Minimal mocking: only mock external systems (DBs, third-party APIs, the filesystem). Internal dependencies stay real.
# Aggressive mocking (bugs slip through)
def test_process_order():
mock_db = Mock()
mock_payment = Mock()
mock_email = Mock()
# Everything mocked
service.process_order(order)
mock_db.save.assert_called()
# Minimal mocking (more trustworthy)
def test_process_order(real_db): # real test DB
mock_payment_api = Mock(return_value={'status': 'success'})
service = OrderService(real_db, mock_payment_api)
service.process_order(order)
saved_order = real_db.query(Order).first()
assert saved_order.status == 'paid'Minimal mocks feel more like integration tests, and the value follows.
Test speed vs value
Speed-vs-value trade-off:
- Unit: fast, low value (isolated)
- Integration: medium speed, high value (real interaction)
- E2E: slow, highest value (full scenario)
Modern tools close the speed gap. Playwright runs 100 E2E tests in five minutes; Testcontainers runs 500 integration tests in 10.

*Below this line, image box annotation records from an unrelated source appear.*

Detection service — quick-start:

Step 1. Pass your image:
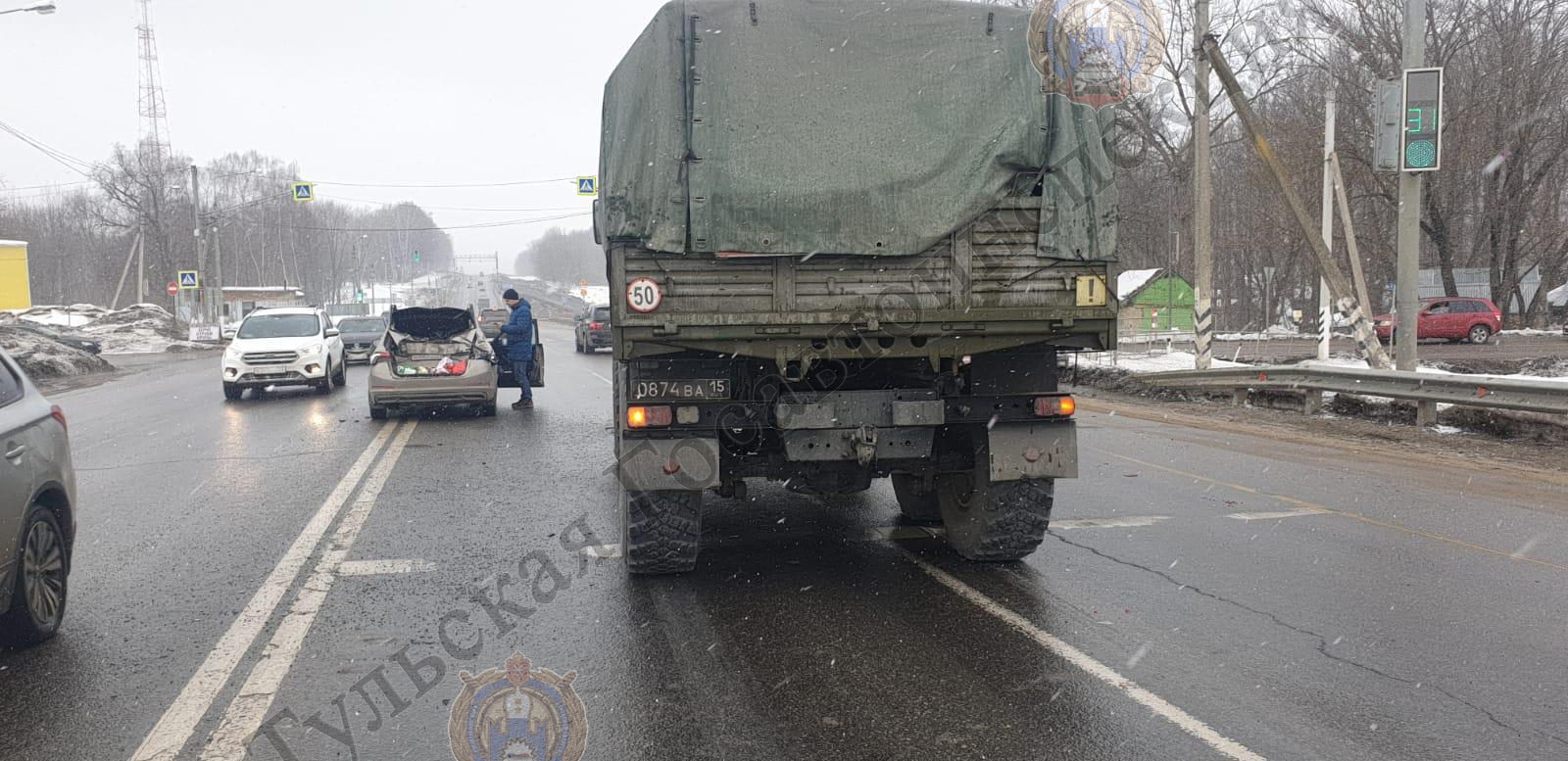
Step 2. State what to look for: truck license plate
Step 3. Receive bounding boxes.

[632,377,729,400]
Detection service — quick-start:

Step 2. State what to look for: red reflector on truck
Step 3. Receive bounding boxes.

[1035,396,1077,418]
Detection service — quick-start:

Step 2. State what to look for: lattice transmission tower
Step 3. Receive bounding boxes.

[136,0,170,169]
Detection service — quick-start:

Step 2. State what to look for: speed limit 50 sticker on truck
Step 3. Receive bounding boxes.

[625,277,664,314]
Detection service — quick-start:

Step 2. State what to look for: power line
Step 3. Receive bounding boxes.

[321,196,582,212]
[231,172,577,188]
[235,212,593,233]
[0,180,94,196]
[0,122,97,180]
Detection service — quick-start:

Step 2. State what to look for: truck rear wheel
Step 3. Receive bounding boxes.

[936,460,1055,562]
[621,490,703,573]
[892,473,943,523]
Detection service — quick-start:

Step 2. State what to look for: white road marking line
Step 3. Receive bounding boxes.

[1051,515,1171,529]
[201,419,418,761]
[130,421,398,761]
[337,559,436,576]
[905,551,1265,761]
[1226,510,1328,520]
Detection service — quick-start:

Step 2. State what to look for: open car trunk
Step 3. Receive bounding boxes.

[382,307,494,376]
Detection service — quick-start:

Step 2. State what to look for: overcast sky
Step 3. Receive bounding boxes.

[0,0,663,269]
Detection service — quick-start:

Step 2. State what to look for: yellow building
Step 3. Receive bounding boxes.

[0,241,33,309]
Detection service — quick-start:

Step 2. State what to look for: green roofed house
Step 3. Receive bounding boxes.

[1116,267,1194,335]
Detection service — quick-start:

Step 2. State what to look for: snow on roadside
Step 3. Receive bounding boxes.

[76,304,218,354]
[1080,351,1247,376]
[10,304,108,327]
[0,326,115,381]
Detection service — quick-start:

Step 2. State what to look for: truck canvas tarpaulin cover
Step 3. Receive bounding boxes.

[598,0,1116,260]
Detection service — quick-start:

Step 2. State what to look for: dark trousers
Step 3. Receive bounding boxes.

[512,360,533,401]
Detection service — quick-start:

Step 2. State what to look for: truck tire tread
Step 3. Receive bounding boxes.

[622,490,703,575]
[938,474,1055,562]
[892,473,943,523]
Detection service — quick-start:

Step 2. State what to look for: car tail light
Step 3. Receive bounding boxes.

[1035,396,1077,418]
[625,407,671,427]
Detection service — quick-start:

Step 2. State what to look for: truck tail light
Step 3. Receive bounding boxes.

[625,405,671,427]
[1035,396,1077,418]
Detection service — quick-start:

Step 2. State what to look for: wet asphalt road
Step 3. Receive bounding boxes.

[0,326,1568,761]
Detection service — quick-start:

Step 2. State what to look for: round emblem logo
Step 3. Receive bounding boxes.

[447,653,588,761]
[1029,0,1165,108]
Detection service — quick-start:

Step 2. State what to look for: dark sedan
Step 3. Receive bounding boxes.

[337,316,387,363]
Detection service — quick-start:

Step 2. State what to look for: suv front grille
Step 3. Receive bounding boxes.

Speed isn’t the single criterion anymore. Value is.
Flakiness: test trust
A flaky test passes sometimes and fails sometimes. It’s the enemy of team trust.
Flakiness causes:
– Race conditions
– Test order dependencies
– External service flakiness
– Time-sensitive assertions
– Shared state
Don’t skip a flaky test, fix it. Flaky → disable → the bug gets through. Classic trajectory.
CI flaky test detection: run three times, fail once = flagged, investigate.
The coverage trap
An “80% coverage” target is misleading. You can hit 80% coverage with tests that don’t catch bugs.
- “Smoke tests” without assertions boost coverage but catch nothing
- Happy-path-only tests
- Mock-heavy tests that don’t exercise production behaviour
Coverage is a metric, not a goal. The real goal is “bugs escaping to production”.
Mutation testing measures the quality of your coverage: high coverage with low mutation scores means the tests are shallow.
Keeping the pyramid current
As a project matures, the distribution shifts:
- Early stage: E2E-heavy (feature validation)
- Maturing: unit and integration grow
- Refactoring phase: unit-heavy
- Maintenance: integration/E2E preservation
Every six months, review the strategy: which level caught bugs, which level missed, where should we invest.
Closing thought
The classic test pyramid is a guide, not a rule. Depending on the project, a honeycomb, a trapezoid, or even a reverse pyramid can fit.
My advice:
- Decide the strategy based on the project’s architecture, not a default ratio
- Accept that each level catches a different kind of bug
- Use “bugs escaping to production” as the metric, not coverage
- Fix flaky tests quickly, or delete them
- Review the strategy every six months
That discipline sends test investment to the right places. Production stability comes from investing where tests pay off, not from hitting a ratio.